Dabei wird hier wirklich etwas geboten. Der Nürnberger Eishockey-Nachwuchs ist top. Auch den Herren mit den vier Buchstaben sei empfohlen, einmal zu den Ice Tigers zu gehen. Sie könnten sonst etwas verpassen.

Zugegeben, vor dem ersten Aufeinandertreffen zwischen Ice Tigers und Panther in dieser Saison beschleicht dem ein oder anderen Nürnberger Fan ein ungutes Gefühl. Immerhin waren die Begegnungen mit Ingolstadt die unrühmlichen Tiefpunkte der vergangenen Saison.

Doch eigentlich ist ja jetzt alles anders. Statt Frank Fischöder steht jetzt Stefan Ustorf hinter der Bande und damit eine echte deutsche Eishockey-Ikone.

Die Fans aus Ingolstadt interessiert das dagegen herzlich wenig. Spätestens seit der Ära Sabo sind die Nürnberger der erklärte Erzfeind, dem man bitteschön auch heute – idealerweise zweistellig – aus der Halle schießt.

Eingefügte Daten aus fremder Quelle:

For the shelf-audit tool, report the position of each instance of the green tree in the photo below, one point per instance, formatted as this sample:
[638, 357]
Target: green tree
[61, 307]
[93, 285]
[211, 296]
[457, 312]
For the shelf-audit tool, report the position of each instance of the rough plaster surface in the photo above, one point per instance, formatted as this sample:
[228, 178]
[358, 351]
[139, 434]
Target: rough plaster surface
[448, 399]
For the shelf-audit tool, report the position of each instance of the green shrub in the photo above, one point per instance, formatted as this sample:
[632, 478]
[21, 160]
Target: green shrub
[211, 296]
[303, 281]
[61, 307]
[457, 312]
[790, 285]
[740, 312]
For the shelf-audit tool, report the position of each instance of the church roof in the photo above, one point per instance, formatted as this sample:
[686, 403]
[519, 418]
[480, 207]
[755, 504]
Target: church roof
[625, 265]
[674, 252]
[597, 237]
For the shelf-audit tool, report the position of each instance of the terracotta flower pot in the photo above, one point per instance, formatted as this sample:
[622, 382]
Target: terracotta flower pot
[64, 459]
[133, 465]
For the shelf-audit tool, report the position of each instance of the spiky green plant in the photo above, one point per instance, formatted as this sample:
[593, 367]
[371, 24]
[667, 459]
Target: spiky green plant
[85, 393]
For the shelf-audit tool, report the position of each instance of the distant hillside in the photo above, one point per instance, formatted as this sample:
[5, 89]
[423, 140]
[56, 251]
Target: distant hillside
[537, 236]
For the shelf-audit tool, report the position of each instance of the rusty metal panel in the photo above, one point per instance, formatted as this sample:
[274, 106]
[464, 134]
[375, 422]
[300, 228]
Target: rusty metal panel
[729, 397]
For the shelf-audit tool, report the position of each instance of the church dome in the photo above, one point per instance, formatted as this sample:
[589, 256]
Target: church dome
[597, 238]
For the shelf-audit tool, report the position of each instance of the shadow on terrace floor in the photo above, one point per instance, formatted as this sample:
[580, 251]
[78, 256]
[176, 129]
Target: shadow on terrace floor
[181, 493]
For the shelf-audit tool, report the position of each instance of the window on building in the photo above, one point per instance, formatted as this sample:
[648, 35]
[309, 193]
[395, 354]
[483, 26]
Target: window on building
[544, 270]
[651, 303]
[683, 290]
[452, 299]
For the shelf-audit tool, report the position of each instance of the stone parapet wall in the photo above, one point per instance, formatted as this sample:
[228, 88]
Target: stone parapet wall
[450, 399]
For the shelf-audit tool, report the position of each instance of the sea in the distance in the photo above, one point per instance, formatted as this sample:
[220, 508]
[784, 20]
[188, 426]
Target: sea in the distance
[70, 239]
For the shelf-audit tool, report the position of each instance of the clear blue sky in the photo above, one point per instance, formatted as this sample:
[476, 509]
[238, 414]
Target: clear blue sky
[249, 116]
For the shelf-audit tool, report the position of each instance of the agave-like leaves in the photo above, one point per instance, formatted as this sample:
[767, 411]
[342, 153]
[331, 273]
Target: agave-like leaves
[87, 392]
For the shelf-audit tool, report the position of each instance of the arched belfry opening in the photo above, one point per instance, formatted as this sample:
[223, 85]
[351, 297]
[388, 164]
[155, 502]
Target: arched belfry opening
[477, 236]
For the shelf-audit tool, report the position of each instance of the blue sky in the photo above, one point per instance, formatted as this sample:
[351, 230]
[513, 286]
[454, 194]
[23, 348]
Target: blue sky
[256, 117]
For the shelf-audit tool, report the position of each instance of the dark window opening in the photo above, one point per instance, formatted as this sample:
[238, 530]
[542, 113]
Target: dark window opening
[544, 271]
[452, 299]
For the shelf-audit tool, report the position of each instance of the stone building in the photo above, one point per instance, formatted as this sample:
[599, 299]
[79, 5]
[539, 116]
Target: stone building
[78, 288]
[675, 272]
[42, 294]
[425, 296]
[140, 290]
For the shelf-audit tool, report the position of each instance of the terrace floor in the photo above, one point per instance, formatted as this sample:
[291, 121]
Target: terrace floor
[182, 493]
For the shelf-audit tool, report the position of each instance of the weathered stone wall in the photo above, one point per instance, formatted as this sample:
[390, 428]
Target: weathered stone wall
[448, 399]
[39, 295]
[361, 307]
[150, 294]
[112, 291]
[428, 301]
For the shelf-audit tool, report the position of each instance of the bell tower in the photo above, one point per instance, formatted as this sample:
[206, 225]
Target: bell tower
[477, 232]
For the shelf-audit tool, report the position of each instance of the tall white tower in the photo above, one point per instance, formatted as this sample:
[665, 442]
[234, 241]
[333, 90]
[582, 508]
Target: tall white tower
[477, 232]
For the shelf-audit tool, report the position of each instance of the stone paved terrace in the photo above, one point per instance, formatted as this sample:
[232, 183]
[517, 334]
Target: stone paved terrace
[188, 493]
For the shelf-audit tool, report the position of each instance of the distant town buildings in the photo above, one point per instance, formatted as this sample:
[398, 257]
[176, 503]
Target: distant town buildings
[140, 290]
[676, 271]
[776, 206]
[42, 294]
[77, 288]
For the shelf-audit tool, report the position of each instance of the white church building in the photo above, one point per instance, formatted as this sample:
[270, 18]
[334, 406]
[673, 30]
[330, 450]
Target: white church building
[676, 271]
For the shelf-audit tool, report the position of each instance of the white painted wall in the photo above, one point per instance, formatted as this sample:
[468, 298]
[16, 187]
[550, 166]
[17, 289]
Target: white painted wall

Doch in eigener Halle wollen die Ice Tigers Revanche nehmen. Besonders zwei Routiniers brennen auf Wiedergutmachung und so schießen Chris Brown und Patrick Reimer – natürlich wie immer unterstützt von Tyler Sheehy – die Panther quasi im Alleingang ab. Brown sichert sich vier Assists, Reimer schießt seine ersten beiden Saisontore und am Ende feiern die Nürnberger einen hochverdienten Derbysieg. Besonders Gäste-Coach Doug Shedden ist nach der deutlichen 5:2-Niederlage deutlich bedient.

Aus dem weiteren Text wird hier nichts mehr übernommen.